Ella apartó la mirada de las jeringuillas y se centró en sus ojos.

—Y ya te he fastidiado, ¿no?

Él extendió la mano hacia una de las jeringuillas. Ella dio un salto, alerta, con el miedo en su rostro. Luego se calmó y le dejó coger una y estudiarla.

—Me ocultas algo —dijo él.

—Ya te he contado lo suficiente —respondió ella, cortante.

—¿Qué hay aquí dentro? —preguntó David, sacudiendo la mezcla.

—La droga. Tienes que prometerme que no la vas a analizar.

—¿Y si lo hago?

—Los resultados estarán en tu cabeza, no en la mía.

David cogió una de las ampollas más oscuras.

—¿Qué hay aquí?

—2,6-diaminopurina —dijo ella—. Es un inhibidor del ARN y actúa como antídoto. Si alguna vez quieres regresar, piensa en el presente e inyéctate.

—¿No desaparecen por sí solos los efectos de la droga? —preguntó él, colocando con cuidado la ampolla sobre la mesa.

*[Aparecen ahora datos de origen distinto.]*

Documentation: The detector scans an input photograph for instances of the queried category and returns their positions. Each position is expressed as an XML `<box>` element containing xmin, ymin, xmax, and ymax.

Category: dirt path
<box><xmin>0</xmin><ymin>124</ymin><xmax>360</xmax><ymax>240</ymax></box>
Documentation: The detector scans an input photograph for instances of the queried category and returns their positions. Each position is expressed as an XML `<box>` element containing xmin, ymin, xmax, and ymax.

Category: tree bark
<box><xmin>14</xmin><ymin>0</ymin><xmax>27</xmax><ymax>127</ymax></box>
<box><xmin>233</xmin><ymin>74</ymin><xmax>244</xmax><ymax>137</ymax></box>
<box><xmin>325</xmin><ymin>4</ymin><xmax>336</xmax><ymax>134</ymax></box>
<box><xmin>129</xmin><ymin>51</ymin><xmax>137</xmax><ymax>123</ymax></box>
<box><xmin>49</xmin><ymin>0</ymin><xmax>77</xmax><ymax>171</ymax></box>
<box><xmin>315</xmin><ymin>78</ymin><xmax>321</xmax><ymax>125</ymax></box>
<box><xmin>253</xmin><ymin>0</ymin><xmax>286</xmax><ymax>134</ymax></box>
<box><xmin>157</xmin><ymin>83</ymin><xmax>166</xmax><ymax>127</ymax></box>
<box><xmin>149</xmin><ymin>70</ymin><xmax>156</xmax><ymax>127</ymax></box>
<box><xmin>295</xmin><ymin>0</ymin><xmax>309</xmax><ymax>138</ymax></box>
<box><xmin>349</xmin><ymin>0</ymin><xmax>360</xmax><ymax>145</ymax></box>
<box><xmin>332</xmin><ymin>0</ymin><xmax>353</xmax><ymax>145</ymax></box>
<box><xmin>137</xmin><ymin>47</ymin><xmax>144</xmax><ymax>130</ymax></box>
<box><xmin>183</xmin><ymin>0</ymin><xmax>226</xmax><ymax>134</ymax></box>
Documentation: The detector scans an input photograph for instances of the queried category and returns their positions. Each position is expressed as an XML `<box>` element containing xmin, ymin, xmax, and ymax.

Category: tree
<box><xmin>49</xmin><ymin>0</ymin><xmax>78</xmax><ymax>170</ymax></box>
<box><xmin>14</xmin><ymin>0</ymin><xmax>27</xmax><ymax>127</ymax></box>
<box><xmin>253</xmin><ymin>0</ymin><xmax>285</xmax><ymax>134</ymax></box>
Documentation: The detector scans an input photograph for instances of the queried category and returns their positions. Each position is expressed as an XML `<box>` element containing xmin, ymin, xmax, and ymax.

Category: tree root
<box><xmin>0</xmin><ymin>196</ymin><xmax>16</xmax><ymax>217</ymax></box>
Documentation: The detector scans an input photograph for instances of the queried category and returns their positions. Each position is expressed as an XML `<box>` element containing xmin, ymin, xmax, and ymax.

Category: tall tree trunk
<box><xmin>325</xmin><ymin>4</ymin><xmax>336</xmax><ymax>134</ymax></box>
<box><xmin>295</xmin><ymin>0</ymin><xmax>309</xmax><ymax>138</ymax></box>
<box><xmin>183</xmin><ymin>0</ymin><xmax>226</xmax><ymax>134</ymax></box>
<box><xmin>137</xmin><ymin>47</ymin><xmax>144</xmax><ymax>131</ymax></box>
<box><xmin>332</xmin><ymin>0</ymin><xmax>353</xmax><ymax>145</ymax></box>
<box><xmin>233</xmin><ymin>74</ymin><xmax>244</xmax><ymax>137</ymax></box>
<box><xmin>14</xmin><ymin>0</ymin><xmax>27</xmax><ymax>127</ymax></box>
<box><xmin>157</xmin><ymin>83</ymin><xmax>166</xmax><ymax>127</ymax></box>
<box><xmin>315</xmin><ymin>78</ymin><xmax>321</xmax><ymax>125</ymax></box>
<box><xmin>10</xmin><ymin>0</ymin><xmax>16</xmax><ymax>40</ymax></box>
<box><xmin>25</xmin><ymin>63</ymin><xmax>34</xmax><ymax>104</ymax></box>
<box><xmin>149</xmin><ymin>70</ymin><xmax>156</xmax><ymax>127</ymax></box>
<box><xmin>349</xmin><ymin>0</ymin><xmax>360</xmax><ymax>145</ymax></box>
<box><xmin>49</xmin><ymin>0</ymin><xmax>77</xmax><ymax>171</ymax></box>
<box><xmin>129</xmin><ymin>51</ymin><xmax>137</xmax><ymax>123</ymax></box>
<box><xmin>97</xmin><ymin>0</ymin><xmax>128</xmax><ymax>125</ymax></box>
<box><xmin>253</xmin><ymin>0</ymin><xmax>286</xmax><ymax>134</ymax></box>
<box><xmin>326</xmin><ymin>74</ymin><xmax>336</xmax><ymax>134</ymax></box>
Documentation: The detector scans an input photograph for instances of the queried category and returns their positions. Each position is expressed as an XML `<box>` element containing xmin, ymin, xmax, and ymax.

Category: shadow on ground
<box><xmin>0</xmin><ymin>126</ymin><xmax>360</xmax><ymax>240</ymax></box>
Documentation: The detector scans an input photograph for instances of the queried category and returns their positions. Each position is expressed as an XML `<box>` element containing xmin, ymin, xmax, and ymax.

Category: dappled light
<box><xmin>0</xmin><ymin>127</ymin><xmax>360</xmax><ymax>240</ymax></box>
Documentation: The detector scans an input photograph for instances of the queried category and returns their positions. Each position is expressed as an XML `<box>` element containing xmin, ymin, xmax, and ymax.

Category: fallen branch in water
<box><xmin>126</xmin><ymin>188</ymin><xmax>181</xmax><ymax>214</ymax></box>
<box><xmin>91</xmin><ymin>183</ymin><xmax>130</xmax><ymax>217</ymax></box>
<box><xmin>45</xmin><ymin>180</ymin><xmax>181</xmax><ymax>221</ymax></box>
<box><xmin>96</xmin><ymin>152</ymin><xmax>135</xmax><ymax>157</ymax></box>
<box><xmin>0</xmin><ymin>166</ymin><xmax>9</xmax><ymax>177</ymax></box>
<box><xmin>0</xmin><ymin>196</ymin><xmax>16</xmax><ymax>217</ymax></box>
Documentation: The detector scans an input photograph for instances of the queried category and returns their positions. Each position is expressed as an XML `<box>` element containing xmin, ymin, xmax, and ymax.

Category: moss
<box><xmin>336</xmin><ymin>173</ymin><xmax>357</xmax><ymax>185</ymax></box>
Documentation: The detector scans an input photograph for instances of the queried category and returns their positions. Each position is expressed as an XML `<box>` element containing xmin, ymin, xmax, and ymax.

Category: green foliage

—Podrías vivir durante eones de otro tiempo antes de que eso sucediera. ¿Me ayudarás?

—Si me estás preguntando si voy a meterme esa substancia en las venas sin averiguar qué es, la respuesta es no.

—Cambiarás de opinión —dijo ella.

—Lo dudo.

—Tu vida está en una encrucijada —señaló Liz—. Un hecho que sucederá esta noche te hará cambiar de opinión. Por eso estoy aquí. Cuando tomes la droga, reúnete conmigo allá donde tu padre se enteró de lo de Pearl Harbor. Ahora me marcho. Queda mucho por hacer.

Exactamente entonces, los ojos de Liz empezaron a aletear, su cara palideció hasta quedar blanca como la leche. Se deslizó de la silla y cayó al suelo.